Prato, la comunità cinese chiede lutto cittadino, il sindaco (del Pdl) dice no

Pubblicato il 5 Ottobre 2010 - 15:16 OLTRE 6 MESI FA

La comunità cinese si aspettava il lutto cittadino per onorare le tre vittime del sottopasso ferroviario, ma il sindaco di Prato, Roberto Cenni, ha detto no. “Non credo che ci siano i presupposti” ha spiegato il primo cittadino.  Un duro colpo per gli asiatici che vivono nella città, la stessa che notoriamente non ha mai sopportato e visto di buon occhio il proliferare di cittadini provenienti dalla Cina.

Dopo la tragedia nel sottopasso Matteo Ye, una delle voci più ascoltate della comunità di Prato, aveva commentato così a CNR media: “Queste tragedie non devono avvenire in un Paese sviluppato come l’ Italia, sono episodi da luoghi arretrati. E’ una cosa vergognosa”. Ye aveva comunque incitato tutti i cittadini a stringersi intorno alle famiglie delle vittime perché “la solidarietà tra esseri umani, anche se ci fossero odi razziali, davanti ai morti dovrebbe essere automatica”. Ma il no al lutto cittadino potrebbe ulteriormente inasprire i rapporti tra italiani e immigrati cinesi.

Secondo Cenni “dovremo capire le circostanze che l’hanno determinata”, un evento naturale straordinario. ”Mi parlano di più di 100 millimetri in tre ore, quasi un’esplosione d’acqua. Se ci sono responsabilità specifiche lo vedremo – ha detto il sindaco – ma molto spesso si tratta proprio di incapacità dell’uomo a resistere a certi eventi naturali”.

Che tra il sindaco Cenni e i cinesi della città toscana non corra buon sangue è noto. E’ una ruggine che ha radici vecchie ed è finita anche sul New York Times in un lungo reportage in cui si racconta come le aziende tessili cinesi abbiano, di fatto, soppiantato quelle locali. Solo nel 2010 il sindaco ha ordinato 102 sequestri di altrettanti laboratori cinesi. Lotta al sommerso, almeno ufficialmente. In verità un piccolo conflitto di interessi c’è: il sindaco è azionista di maggioranza di un’azienda tessile, la Sasch,  che lavora proprio in Cina. Incroci pericolosi visto che gli operai dell’azienda, lo scorso agosto, hanno indetto uno sciopero. Non esattamente una roba da tutti i giorni per Pechino e probabilmente l’intransigenza del Cenni sindaco aveva qualche legame con la punizione del Cenni imprenditore.

Ora la tragedia e il no al lutto cittadino. Un’occasione persa, se non altro, per rendere i rapporti un po’ meno tesi.

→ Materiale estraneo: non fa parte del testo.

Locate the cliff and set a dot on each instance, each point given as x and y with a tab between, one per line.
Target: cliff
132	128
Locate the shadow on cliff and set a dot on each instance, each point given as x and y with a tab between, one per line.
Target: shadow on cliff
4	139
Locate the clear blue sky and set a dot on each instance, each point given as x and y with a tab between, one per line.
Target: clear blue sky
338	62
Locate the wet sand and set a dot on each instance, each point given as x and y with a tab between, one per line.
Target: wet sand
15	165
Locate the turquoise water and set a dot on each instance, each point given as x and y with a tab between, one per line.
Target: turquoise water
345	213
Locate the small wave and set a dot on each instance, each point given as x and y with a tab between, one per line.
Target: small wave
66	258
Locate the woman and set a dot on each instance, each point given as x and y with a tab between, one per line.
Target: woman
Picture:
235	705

I NUMERI In Italia, quella di Prato è la seconda comunità cinese, per numero di componenti, dopo Milano. Se le persone provenienti dalla Cina regolarmente iscritte all’anagrafe oggi sono 117.773, a Prato ne vivono oltre 11 mila (a Milano 14.798; a Roma 7.893; a Firenze 7.549; a Torino 6.480), secondo i dati diffusi recentemente dalla Laogai Research Foundation Italia. Questi i dati ufficiali. Ma se si tiene conto dei molti clandestini che vivono nella comunità, piuttosto chiusa e poco incline ad integrarsi, sarebbero 40/50 mila i cinesi che vivono a Prato.

Secondo i dati della Camera di Commercio, oggi Prato ospita 3.519 imprese manifatturiere a conduzione cinese, il 41,9% sul totale del settore. Di queste, 3.123 (81,8%) realizzano confezioni e solo 202 (7,7%) tessili. Gli immigrati cinesi sono la comunità che manda in patria la maggior quantità di denaro: nel 2008 l’importo delle rimesse ha superato 1,5 miliardi di euro, quasi il 3000% in piu’ rispetto a dieci anni fa.